But the SSD, soldered RAM, display and battery differences exist in the 15" cMBP to rMBP comparison, too. Actually, the marginal cost of going retina, along with increased battery to drive the pixels, are *less* with the 13"
Yes only if you look at it in a non-normalized perspective. It is actually a larger percentage increase increase for the13" than the 15". In general, more expensive products can "soak up" a higher priced component change more easily. For example:
$600 other stuff + $100 screen for 13" ( $700 )
$750 other stuff + $120 screen for 15" ( $870 )
say retina adds another $90 in cost to both screens. The 15" sees a 10% bump and the 13" sees a 12% bump. Even if the retina scree was a $102 jump the still smaller, 11%, than for the 13".
It is a smaller increase dollar wise but it will have a bigger impact on demand. I don't think Apple is positioning this to be a relatively (to the other 13") high volume seller in the first year or so of being on the market. If it has no dGPU then it will have weakness that will likely require the next Haswell update (meaning next year) to resolve more satisfactory for those more focused on 3D graphics performance.

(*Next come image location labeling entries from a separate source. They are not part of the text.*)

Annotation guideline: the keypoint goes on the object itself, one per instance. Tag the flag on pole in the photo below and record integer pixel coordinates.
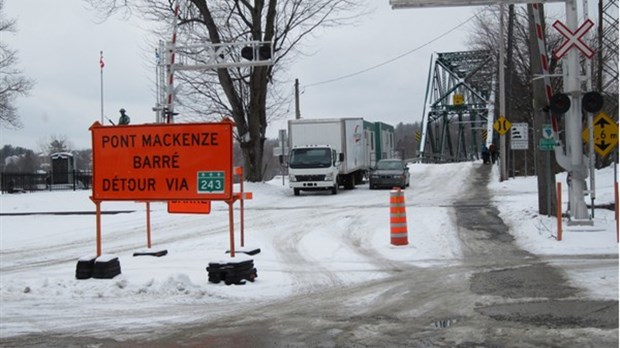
(101, 63)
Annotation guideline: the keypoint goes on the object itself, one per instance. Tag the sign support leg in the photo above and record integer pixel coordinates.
(231, 223)
(98, 210)
(148, 225)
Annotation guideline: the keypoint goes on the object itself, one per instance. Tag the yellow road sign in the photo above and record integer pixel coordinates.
(605, 134)
(502, 125)
(458, 99)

Maybe. But notice that the retina MBP ($2200) starts at *the same* as the top of the cMBP offerings. ($2200).
Apple needs another 13" laptop priced at $1499 like they need a another "hole in the head". They have already got 2. Three would be in extreme conflict with Apple price approaches of the last decade.
Apple's 15" prices are relatively high to even competitive quality 15" offerings. Remember, the 17" died at the $2400 price point. There is significant enough overall market pressure not to stray too far over the $2000 boundary.
It goes back to the huge difference between the end of a pricing range and the middle. The dynamics are not the same. There is downward price pressure in the middle of Apple's laptop range to from the market but it hasn't killed off any mac models in the middle yet.
We'll see, if the 13 rMBP is really $1699, I think it will have a quad-core (and possibly dGPU) differentiating it from the similarly spec'd 13" MBP. But I could be wrong.
If the recently leaked pictures are correct and Apple went to "thin as possible" then you are quite likely wrong. Soldering the RAM to the motherboard will largely nuke any space savings that removing the ODD would provide. There wasn't room for a dGPU before and there won't be one now if use the ODD space for things had before (RAM and batteries now soaking up more horizontal space because case height shrank). ( dGPU have an addition RAM soldered to the motherboard issue in addition to the GPU package itself and associated thermal problems. . Either that or they have crippled the machine by soldering just 4 and 8GB to the motherboard. So would have a dGPU but the memory is kneecapped.
The value proposition is going to be "very close to MBA weight". If there is less than a 0.8lbs difference between rMBP and MBA they will likely paint it into the same class.
Likewise the 'classic' MBP 13" don't have quads (and i7 class ). If it got the machine a significantly faster HD4000 implementation perhaps, but it doesn't.
As I alluded to before there is a big difference if measuring this rMBP 13" relative to the MBP 13" or MBA 13". Relative to the MBA 13," a 'regular' i5 is a step up and so is HD4000 at non dramatically underclocked speeds.
It isn't necessarily former/current MBP 13" buyers they are looking to be the primary block of the customers for this initial version.